February 10, 2019
At my company Loceye, we are scraping the web all day long to create datasets and rule the world. Or kind of.
Recently I stumbled upon multi-processing and multi-threading. As I started building the scraping scripts with Selenium I was using Threads with no extra thought. And suddenly I was surprised not thinking at all about processes.
Was my initial code the best I could have in performance?
Yes, it was. Multi-threading is the answer to multiple Driver instances. If you want to understand why keep reading.
In Python we have two ways of running our piece of code in parallel. Processes and Threads. But there are some key differences in the way Python handles Processes or Threads and therefore there are different kind of benefits after them.
If we submit “jobs” to different threads, those jobs can be pictured as “sub-tasks” of a single process and those threads will usually have access to the same memory areas (i.e., shared memory). This approach can easily lead to conflicts in case of improper synchronization, for example, if processes are writing to the same memory location at the same time. In our case with Selenium, we usually don’t care about shared memory.
A safer approach (although it comes with an additional overhead due to the communication overhead between separate processes) is to submit multiple processes to completely separate memory locations (i.e., distributed memory): Every process will run completely independent from each other.
Briefly some bullets:
Now, the differences are clear and we can choose the winner. Of course threads are. And here is why.
This is a simple scheme of how Selenium works with Web-Drivers.
When we are running multiple Web-Drivers with Selenium and Python we are doing the following.

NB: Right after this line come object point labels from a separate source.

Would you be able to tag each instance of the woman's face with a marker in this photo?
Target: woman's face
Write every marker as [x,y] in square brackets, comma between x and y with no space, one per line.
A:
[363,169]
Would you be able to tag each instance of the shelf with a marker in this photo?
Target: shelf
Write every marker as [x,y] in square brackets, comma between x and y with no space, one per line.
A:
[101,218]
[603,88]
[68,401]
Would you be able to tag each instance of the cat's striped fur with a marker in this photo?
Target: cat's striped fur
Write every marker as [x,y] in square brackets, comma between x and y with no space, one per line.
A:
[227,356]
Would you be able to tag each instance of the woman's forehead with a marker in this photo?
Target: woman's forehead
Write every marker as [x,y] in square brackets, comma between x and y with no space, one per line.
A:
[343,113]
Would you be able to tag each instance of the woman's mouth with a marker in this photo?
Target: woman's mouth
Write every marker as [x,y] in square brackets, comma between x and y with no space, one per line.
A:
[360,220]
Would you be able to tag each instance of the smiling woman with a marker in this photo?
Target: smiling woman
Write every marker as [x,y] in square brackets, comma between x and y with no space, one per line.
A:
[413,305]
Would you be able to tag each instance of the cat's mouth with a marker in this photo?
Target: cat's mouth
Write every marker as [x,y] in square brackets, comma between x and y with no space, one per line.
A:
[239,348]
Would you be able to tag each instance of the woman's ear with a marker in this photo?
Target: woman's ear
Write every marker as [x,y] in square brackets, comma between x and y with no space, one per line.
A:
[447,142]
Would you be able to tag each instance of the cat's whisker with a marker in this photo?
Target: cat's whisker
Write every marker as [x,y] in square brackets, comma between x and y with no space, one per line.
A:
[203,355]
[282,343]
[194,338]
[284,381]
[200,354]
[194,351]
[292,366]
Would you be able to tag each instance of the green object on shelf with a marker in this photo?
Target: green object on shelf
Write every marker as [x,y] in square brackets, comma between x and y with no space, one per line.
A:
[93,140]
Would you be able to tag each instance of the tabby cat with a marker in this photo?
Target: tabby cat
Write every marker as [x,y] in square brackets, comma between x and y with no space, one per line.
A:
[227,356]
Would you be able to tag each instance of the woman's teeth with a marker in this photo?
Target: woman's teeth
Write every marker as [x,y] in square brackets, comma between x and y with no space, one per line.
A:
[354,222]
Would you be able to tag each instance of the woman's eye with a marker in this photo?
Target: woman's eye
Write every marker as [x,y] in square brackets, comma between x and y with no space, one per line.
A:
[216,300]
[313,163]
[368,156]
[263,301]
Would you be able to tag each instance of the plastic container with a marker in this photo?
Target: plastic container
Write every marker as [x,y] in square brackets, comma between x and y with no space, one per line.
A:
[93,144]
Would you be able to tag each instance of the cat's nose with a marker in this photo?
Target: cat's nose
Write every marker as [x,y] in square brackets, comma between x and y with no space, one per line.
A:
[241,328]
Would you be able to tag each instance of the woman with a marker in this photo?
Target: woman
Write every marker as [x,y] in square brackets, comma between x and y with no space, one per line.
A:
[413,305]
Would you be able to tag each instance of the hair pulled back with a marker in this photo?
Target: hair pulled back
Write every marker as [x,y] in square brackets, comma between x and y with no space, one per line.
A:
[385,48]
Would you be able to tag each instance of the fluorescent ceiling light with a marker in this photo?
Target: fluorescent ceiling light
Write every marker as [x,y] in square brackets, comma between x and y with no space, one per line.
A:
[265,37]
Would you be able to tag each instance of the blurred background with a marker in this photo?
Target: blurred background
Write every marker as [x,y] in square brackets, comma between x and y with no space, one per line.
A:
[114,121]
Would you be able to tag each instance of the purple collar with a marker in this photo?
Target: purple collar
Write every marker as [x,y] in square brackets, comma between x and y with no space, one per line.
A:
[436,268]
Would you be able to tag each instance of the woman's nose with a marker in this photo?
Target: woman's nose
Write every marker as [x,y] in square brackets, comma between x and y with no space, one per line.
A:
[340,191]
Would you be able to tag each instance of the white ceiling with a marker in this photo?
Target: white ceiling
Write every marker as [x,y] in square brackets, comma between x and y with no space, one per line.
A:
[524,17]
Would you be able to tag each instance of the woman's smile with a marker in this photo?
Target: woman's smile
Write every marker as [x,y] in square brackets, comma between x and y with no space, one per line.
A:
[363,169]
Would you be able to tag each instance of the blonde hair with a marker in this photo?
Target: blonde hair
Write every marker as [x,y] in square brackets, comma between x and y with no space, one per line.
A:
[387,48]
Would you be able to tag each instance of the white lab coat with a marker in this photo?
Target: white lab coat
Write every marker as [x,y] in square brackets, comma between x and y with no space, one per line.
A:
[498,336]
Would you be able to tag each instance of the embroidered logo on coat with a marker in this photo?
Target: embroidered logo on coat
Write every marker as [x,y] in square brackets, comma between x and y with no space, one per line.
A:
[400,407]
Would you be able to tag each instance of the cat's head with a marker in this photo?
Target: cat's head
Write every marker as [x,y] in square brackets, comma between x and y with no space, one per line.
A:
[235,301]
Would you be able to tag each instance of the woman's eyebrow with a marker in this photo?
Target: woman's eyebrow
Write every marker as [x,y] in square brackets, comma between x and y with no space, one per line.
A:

We are creating a web-driver object, which communicates with a Browser process itself. This is purely a I/O related task, and in I/O tasks
threads are the winners.
Let’s take for example a list of 5 URLs.
URLs = [...]
If we choose threads for each URL, we are going to spawn 5 threads inside the same process but also 5 processes by opening 5 Browser instances to control.
Total = 1 process (Python) with 5 threads + 5 processes (Browsers)
If we had chosen processes for each URL, then we were going to spawn 5 processes with multiple threads each, only for the python code execution, but additionally again 5 processes by opening 5 Browser instances to control, which would be a pure overhead for our OS. Moreover don’t forget that each process allocates it’s own isolated memory space!
Total = 5+1 processes (Python) + 5 processes (Browsers)
Selenium Web-drivers are all about I/O. They are controlling different processes, so their task is not CPU intensive at all. Using multi-processing is an overhead here, hurting our CPU but also eating our RAM.
On the other hand multi-threading is heavily suggested for I/O related task, like Selenium Web-Drivers and we can safely use them.